This is the second blog post about my Outreachy internship at Fractal. The project I’m working on is the integration of a video player in Fractal.
The progress I’ve made
Like any communication app based on the Matrix protocol, Fractal is structured into rooms. When a user enters a room, they can see the messages that have been sent in that room. I’ll refer to those messages as the room history. During the first weeks of my internship, I’ve integrated a simple video player in the room history: when receiving a video file, the user can play, pause and stop the video right there.
The control you can see in the picture with the play/pause button, the time slider and download button, etc. was already implemented for audio reproduction in Fractal. So basically, my task so far has been to get the video rendered above that box. It might seem simple, but it has been fun. I’ll share just a couple of things that I’ve learned in the process.

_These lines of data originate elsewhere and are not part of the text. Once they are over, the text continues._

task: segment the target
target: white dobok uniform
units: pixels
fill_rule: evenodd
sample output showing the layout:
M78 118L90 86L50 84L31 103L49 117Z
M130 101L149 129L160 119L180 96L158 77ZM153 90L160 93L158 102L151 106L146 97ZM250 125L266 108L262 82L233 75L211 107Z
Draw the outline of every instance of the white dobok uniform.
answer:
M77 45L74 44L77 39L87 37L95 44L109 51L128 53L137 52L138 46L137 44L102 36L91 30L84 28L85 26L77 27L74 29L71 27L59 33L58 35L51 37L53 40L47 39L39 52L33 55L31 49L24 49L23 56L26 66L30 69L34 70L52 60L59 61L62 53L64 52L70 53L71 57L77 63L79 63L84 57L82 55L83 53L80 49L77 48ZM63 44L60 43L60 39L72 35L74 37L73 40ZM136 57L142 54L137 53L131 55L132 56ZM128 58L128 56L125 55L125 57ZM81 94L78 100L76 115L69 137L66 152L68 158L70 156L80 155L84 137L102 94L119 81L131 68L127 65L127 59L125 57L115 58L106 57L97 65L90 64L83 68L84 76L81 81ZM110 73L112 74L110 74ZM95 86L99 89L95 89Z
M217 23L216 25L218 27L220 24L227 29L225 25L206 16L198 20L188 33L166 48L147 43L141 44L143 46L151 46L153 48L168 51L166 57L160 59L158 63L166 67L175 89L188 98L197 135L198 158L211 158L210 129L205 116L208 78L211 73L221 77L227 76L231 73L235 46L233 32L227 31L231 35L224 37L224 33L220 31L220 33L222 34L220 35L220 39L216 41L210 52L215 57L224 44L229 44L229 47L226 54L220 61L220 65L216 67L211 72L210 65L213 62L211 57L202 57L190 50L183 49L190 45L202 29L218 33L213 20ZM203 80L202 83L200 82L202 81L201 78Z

A pipeline in GStreamer seems to be one of those concepts whose basic idea is pretty easy to grasp, but that can get as complicated as you want. As its name suggests, a pipeline is a system of connecting pieces that manipulate the media in one way or another. Those connecting pieces are called elements. The element where the media comes from is called source element and the one(s) where it’s rendered is/are called sink element. An example is shown in the drawing in https://bit.ly/2twW6Ht . As you can see there, every element itself again has a source and/or one or more sinks, that connect the elements among each other. The phenomenon, just described, of finding the same concept at the level of elements and at the level of the pipeline is not uncommon. I’ll give two more examples.
The first example is about buffering. On one hand, when pushing data through the pipeline, an element step by step gets access to the media by receiving a pointer to a small buffer in memory from the preceding element (buffers on the level of elements). Before receiving that, the element cannot start working on that piece of media. On the other hand, one can add a buffer element to the pipeline. That element is responsible for letting bigger chunks of data get stored (buffers on the level of the pipeline). Before that’s done, the pipeline cannot start the playback.
The second example concerns external and internal communication. The way a pipeline communicates internally is by sending events from one element to another. There are different kinds of events. Some of them are responsible for informing all pieces of the pipeline about an instruction that might come from outside the pipeline. An example is wanting to access a certain point of the video and playing the video from there, called seek event. For that to happen, the application can send a seek event to the pipeline (event on the level of pipeline). When that happens, that seek event is put on all sink elements of the pipeline and from there sent upstream, element by element (events on the level of elements), until it reaches the source element, which then pulls the requested data and sends it through the pipeline. But events are just one example of communication. Of course, there are other means. To mention some more: messages the pipeline leaves on the pipeline bus for the application to listen to, state changes and queries on elements or pads.
So I find the concept of pipelines quite interesting. But to practically get media processed the way I want, I’d have to set up a whole pipeline correspondingly. Creating an adequate pipeline and communicating with it and/or its elements can get complicated. But luckily for me, the audio player in Fractal is implemented using a concept called GstPlayer, so that’s what I’ve also used for video. It’s an abstraction of a pipeline that sets up a simple pipeline for you when creating it. It also has a simple API to manipulate certain functionalities of the pipeline once created. And to go beyond those functionalities, you can still extract the underlying pipeline from a GstPlayer and manipulate it manually.
In the last section, I’ve briefly mentioned seek events, i.e. events that request to play the video from a certain point. When a source element receives such an event, it tries to pull the requested piece of media. If communicating via http, it tries that sending a range request, which is a request with a header field called Range that specifies which part of the media is requested in bytes (see https://developer.mozilla.org/en-US/docs/Web/HTTP/Headers/Range). In order to make sure that range requests are supported, the responses are checked for a header entry “accept-ranges”. Only if that entry exists and its parameter is “bytes” (the other option would be “none”), the support of range requests is guaranteed. Synapse, the standard server of Matrix, does not include the accept-ranges entry in the headers of its response. Therefore seek requests to media files on that server fail.
At some point, I thought I could solve that problem by activating progressive buffering in the pipeline and seek only in the buffered data. But progressive buffering itself uses seeking. So when activating progressive buffering even playback fails. There might be other kinds of buffering that’d do. But for now, our way around the problem is to download the video files and play them locally.